Even though I personally rarely use cash and am suspicious of businesses that are cash only, I'm very, very much in favour of keeping it as an option. Particularly while UK banks are so frickin' impossible to open accounts with. There are a lot of very good reasons why cash has to remain as an option.

This. It's also the easiest and most trustworthy form of instant remuneration. Send someone down the shop with a tenner. Go halves on a takeaway. Tip your hairdresser. Etc

Of course, all of these things can be done via a bank transfer or revolut or whatever the local version of venmo is but physically giving someone cash feels nice. It's tangible. It's not just some digital number. Also you get to feel like Del Boy or Arthur Daley when you crack out a wad of notes. Not that I do that often, but its one of the reasons I prefer to only carry fivers. And why I get pissed off I have to physically go to the bank to get £10s and £20s changed into fivers. Fivers are great. They should also have £1 notes and get rid of coins. IMHO.
 
in the event of a majort infrastructure crisis cash money is worthless especially when hyperfinflation makes it cheaper to burn the notes than to buy wood / solid fuel
Hyperinflation is not a routine or inevitable result of an infrastructure crisis. Indeed, a crisis that disabled electronic payments would see cash as a rare and very valuable thing.
 
It's a digital number on the ATM screen before you can get it into a tangible form though.
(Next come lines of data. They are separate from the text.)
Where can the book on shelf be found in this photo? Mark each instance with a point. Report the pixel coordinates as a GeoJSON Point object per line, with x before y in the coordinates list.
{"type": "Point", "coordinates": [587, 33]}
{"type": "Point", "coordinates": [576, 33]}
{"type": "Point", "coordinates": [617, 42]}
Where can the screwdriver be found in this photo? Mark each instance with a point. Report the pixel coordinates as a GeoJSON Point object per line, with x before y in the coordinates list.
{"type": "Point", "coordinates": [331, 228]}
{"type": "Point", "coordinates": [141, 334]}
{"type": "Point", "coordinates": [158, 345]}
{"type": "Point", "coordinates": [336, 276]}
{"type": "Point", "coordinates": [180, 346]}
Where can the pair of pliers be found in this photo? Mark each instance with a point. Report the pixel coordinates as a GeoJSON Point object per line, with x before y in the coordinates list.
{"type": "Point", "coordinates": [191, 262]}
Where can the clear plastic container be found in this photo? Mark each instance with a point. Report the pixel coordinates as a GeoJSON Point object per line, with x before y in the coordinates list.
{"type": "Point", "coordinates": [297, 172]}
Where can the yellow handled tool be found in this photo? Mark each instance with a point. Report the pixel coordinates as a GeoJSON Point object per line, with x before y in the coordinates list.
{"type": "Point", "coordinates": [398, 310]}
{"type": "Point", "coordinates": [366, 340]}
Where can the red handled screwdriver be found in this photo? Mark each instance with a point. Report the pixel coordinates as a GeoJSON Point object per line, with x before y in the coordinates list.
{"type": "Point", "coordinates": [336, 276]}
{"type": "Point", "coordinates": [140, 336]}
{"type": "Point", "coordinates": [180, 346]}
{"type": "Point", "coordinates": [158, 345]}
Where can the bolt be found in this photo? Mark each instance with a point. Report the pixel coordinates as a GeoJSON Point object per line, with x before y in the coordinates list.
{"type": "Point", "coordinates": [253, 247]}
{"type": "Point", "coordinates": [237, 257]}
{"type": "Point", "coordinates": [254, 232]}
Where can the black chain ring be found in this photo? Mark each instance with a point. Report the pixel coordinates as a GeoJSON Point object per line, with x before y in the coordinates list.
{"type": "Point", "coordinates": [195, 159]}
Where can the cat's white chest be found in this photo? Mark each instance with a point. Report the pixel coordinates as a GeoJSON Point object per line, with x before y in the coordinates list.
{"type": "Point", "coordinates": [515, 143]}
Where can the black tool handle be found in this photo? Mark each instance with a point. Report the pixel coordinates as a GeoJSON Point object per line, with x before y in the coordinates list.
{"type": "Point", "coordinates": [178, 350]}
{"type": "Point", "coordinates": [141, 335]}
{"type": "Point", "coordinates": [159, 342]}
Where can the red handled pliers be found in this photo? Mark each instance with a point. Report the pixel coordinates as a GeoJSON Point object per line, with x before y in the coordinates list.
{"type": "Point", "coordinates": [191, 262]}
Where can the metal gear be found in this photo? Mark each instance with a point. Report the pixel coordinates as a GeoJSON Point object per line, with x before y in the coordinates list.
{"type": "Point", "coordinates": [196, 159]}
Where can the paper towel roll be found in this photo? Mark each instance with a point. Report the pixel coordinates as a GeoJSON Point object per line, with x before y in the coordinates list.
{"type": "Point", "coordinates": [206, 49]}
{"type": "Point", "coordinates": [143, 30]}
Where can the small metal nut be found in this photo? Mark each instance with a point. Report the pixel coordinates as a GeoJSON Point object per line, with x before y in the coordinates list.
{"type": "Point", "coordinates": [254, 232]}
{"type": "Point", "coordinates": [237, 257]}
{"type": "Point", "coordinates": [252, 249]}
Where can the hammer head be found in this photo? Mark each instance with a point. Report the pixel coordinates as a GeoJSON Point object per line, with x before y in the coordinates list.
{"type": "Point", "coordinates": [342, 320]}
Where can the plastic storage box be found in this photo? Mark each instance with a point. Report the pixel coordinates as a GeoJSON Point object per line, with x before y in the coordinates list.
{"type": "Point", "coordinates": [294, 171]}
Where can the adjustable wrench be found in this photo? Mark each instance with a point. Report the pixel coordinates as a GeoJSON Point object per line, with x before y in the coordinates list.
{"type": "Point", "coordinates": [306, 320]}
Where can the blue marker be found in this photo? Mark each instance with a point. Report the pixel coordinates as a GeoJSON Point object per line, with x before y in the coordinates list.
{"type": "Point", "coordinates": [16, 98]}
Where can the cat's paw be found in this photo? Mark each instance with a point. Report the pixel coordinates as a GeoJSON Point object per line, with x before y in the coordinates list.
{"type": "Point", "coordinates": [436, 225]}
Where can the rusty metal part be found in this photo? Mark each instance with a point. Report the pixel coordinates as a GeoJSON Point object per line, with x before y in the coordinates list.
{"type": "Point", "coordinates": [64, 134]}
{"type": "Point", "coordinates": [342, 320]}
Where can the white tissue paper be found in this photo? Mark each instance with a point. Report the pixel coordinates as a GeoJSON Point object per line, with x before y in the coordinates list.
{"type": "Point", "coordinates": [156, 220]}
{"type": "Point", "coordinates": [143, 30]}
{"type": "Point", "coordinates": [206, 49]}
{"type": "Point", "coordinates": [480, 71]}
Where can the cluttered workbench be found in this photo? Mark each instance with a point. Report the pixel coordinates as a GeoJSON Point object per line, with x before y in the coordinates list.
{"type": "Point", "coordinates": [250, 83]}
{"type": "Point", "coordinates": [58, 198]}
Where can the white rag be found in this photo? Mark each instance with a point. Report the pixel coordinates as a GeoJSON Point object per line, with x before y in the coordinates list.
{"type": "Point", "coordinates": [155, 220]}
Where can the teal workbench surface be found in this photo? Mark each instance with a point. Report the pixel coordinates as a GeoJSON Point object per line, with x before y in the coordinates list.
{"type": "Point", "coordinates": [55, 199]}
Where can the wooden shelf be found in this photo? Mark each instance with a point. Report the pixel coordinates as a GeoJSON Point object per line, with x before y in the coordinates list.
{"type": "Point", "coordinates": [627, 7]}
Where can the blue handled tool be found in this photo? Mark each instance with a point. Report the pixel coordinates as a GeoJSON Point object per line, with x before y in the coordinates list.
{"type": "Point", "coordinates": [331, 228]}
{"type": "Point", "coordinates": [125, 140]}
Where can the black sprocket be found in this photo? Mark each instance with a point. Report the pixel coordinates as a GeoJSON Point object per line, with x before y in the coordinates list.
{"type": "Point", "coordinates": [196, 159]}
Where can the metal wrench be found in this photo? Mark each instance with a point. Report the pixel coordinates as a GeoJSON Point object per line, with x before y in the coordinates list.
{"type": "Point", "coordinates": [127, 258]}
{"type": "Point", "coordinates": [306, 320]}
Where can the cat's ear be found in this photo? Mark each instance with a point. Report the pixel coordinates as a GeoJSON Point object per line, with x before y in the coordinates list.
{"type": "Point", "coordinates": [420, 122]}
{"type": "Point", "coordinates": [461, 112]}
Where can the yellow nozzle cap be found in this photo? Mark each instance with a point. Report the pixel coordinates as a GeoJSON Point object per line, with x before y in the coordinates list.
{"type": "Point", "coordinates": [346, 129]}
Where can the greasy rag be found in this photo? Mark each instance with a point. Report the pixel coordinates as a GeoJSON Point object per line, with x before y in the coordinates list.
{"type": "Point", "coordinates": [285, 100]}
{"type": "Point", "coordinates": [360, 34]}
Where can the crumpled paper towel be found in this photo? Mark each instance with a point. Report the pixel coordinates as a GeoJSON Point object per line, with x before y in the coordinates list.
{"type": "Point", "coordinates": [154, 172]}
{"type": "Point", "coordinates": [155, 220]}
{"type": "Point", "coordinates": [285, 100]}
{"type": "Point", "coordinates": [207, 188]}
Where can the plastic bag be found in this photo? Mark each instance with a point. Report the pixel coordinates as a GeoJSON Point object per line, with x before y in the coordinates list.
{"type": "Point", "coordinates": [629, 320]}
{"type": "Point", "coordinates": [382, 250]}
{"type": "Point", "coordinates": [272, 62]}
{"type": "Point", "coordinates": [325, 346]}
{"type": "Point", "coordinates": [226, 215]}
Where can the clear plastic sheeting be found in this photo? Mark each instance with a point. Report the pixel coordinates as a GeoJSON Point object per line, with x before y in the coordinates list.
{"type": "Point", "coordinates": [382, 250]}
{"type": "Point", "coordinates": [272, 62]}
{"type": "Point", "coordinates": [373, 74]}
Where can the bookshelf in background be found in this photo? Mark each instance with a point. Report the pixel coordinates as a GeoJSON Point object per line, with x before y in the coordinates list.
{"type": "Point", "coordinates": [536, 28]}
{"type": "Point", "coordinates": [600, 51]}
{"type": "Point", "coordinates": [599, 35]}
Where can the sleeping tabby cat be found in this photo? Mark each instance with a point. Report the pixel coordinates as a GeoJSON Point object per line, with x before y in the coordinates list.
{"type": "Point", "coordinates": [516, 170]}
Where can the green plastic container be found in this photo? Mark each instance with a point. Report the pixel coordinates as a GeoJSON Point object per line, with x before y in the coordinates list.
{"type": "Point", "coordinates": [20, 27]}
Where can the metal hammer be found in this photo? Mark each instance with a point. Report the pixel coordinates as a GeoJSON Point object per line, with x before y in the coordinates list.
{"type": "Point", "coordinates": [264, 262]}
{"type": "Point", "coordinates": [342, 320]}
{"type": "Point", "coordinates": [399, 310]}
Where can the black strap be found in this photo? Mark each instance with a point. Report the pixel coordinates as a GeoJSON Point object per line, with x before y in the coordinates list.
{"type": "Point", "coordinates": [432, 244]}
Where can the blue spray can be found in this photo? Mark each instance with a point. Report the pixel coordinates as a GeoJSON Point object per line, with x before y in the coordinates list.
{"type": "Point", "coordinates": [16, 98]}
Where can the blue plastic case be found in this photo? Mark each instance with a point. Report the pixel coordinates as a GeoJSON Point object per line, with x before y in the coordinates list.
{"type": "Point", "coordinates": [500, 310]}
Yeah sure, I mean it's just the feel of giving/receiving physical money somehow feels more real than doing some digital transfer. Even though the result is still the same and it may well just become a digital number again.
 
Hyperinflation is not a routine or inevitable result of an infrastructure crisis. Indeed, a crisis that disabled electronic payments would see cash as a rare and very valuable thing.
No it wouldn't, if the infrastructure crashes on this sort of scale your cash is worthless as everything else follows. Assuming you had more than £50 in cash anyway since you can't get any more, what good is that to a shop that can't access their account to credit or withdraw cash? That can't pay their staff, that can't pay their suppliers? Never mind impacts further up the supply chain.